Se os números resumissem o crescimento exponencial que o sector vivencia, talvez poucos compreenderiam a razão do “boom”. A verdade é que mesmo a nível da produção legislativa, o sector deu passos importantes, passando a conferir maior dignidade, não só aos investidores e operadores, mas também aos destinatários dos serviços.
Aliás, a perspectiva de surgimento de um provedor dos serviços de seguro é prova inequívoca de que melhores tempos surgirarão e os utentes dos serviços podem ver num futuro curto um mercado mais justo, menos caro e, sobretudo, mais humano quando o assunto for cobertura de sinistros, ainda uma dor de cabeça nestes dias, mesmo que já tenha evoluído para melhor.
O reconhecimento do papel das seguradoras nas economias mostra que estes investidores precisam olhar para o mercado com olhos nos lucros, aliás, só assim justificar-se-ia a entrada nos negócios numa economia de mercado, mas devem também se focar na prestação de um serviço cada vez mais a nível das exigências e preferências dos cidadãos, sem deixar de ter em conta o custo que precisa ajustar-se ao poder de compra das famílias.
Ao que tudo indica, estamos seguros e mais confiáveis ao mercado que, de forma regrada, vê a presença do Estado mais bem refinada com Leis e Regulamentos que procuram frear o lucro desmedido e a má fé na relação de prestação de serviços.

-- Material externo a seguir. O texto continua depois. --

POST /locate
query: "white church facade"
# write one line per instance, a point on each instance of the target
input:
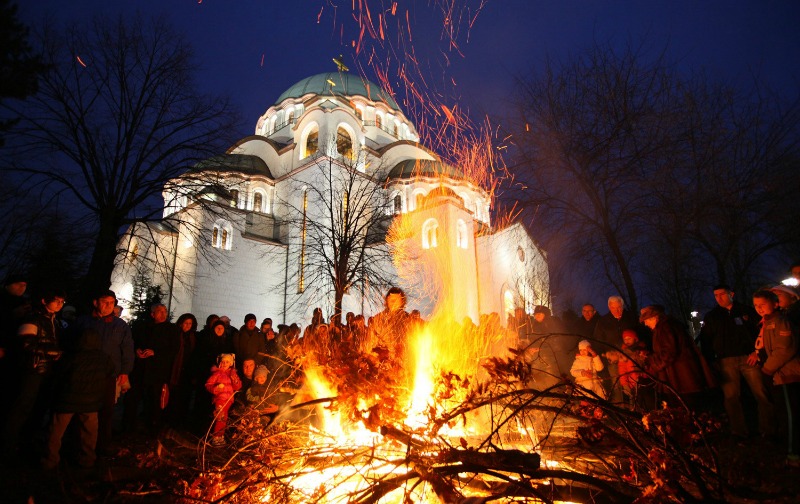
(254, 230)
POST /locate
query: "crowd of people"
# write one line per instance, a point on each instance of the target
(158, 374)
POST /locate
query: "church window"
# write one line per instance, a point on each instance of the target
(222, 234)
(430, 234)
(344, 143)
(312, 142)
(461, 234)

Com a Arseg, a Academia de Seguros e Fundo de Pensões tem também exercido um papel de relevo, pois assume-se como sendo um player cuja vocação é treinar e dispor o mercado de quadros capazes de darem respostas às exigências que o mercado impõe.
A entrada da academia no “teatro das operações” faz com que as seguradoras abandonem o improviso e apostem num serviço baseado no rigor da lei. Já o cidadão, por via das formações disponíveis, aprende mais sobre as linhas com que se cosem as prestadoras de serviços de seguro, tendo por aqui mais abertura e argumentos para reclamar ou exigir celeridade e eficácia.

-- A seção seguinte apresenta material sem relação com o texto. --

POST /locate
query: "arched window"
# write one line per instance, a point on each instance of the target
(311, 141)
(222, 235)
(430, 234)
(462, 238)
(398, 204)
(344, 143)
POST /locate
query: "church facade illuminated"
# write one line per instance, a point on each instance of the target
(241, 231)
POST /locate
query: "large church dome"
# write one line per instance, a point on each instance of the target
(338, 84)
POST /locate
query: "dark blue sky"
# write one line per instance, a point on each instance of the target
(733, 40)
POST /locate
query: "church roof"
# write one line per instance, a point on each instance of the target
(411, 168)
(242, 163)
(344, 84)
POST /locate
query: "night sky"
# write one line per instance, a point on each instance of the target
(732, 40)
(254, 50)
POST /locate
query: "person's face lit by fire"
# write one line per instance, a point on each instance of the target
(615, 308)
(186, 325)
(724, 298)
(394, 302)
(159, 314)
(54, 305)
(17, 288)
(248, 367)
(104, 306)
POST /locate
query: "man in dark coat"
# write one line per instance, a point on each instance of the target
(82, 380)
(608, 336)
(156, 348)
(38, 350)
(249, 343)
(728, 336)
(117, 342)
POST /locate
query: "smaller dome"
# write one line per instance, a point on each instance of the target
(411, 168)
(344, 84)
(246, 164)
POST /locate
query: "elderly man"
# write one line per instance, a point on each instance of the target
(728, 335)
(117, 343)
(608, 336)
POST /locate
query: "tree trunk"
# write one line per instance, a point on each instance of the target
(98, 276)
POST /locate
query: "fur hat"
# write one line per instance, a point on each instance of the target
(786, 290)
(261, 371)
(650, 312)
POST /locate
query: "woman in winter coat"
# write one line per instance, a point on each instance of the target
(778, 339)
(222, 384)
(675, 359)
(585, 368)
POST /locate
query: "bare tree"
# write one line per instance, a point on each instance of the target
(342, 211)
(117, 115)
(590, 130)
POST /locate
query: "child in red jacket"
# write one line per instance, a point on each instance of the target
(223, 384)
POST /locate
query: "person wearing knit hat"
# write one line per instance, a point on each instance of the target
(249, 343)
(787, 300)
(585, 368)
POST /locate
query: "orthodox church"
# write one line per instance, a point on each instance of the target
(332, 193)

Ficou claro, uma vez mais, que Angola segue com determinação e a independência necessária a evolução da actividade seguradora internacional e que, neste momento, procura criar todo um conjunto de cenários para que a legislação em vigor esteja ou se adapte às necessidades e exigências dos organismos mundiais.

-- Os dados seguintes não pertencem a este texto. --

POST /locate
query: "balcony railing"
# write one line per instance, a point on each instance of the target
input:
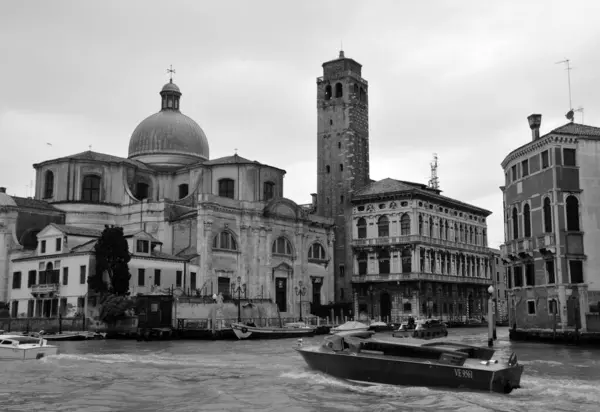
(414, 276)
(45, 288)
(391, 240)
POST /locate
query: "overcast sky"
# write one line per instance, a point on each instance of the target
(455, 78)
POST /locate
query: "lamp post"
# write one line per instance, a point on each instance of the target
(300, 291)
(491, 316)
(239, 289)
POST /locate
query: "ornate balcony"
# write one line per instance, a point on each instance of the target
(392, 240)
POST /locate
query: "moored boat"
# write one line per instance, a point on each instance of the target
(19, 347)
(244, 331)
(433, 364)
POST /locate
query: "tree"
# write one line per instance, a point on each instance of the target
(112, 258)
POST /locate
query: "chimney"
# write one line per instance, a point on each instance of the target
(535, 120)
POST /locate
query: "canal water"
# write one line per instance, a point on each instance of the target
(178, 376)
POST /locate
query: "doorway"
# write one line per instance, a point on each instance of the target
(281, 294)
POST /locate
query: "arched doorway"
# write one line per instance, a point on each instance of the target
(385, 306)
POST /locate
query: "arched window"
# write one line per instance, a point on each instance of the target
(383, 227)
(141, 190)
(362, 228)
(227, 188)
(316, 251)
(328, 92)
(90, 190)
(339, 90)
(183, 190)
(547, 216)
(225, 241)
(405, 225)
(384, 262)
(363, 260)
(515, 223)
(572, 213)
(526, 221)
(282, 246)
(48, 184)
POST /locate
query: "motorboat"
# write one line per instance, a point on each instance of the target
(251, 331)
(350, 326)
(431, 364)
(25, 347)
(423, 329)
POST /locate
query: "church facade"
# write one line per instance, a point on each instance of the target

Não menos confortável é também o facto de as famílias, as empresas e outros usuários dos serviços compreenderem que as seguradoras, enquanto operadoras do sistema financeiro, também servem de captadoras de recursos, normalmente poupança, para sua transformação em crédito, através da compra de dívida pública ou mesmo realocação de valores nos casos de seguradoras que também tenham no seu perfil de negócio a actividade bancária tradicional.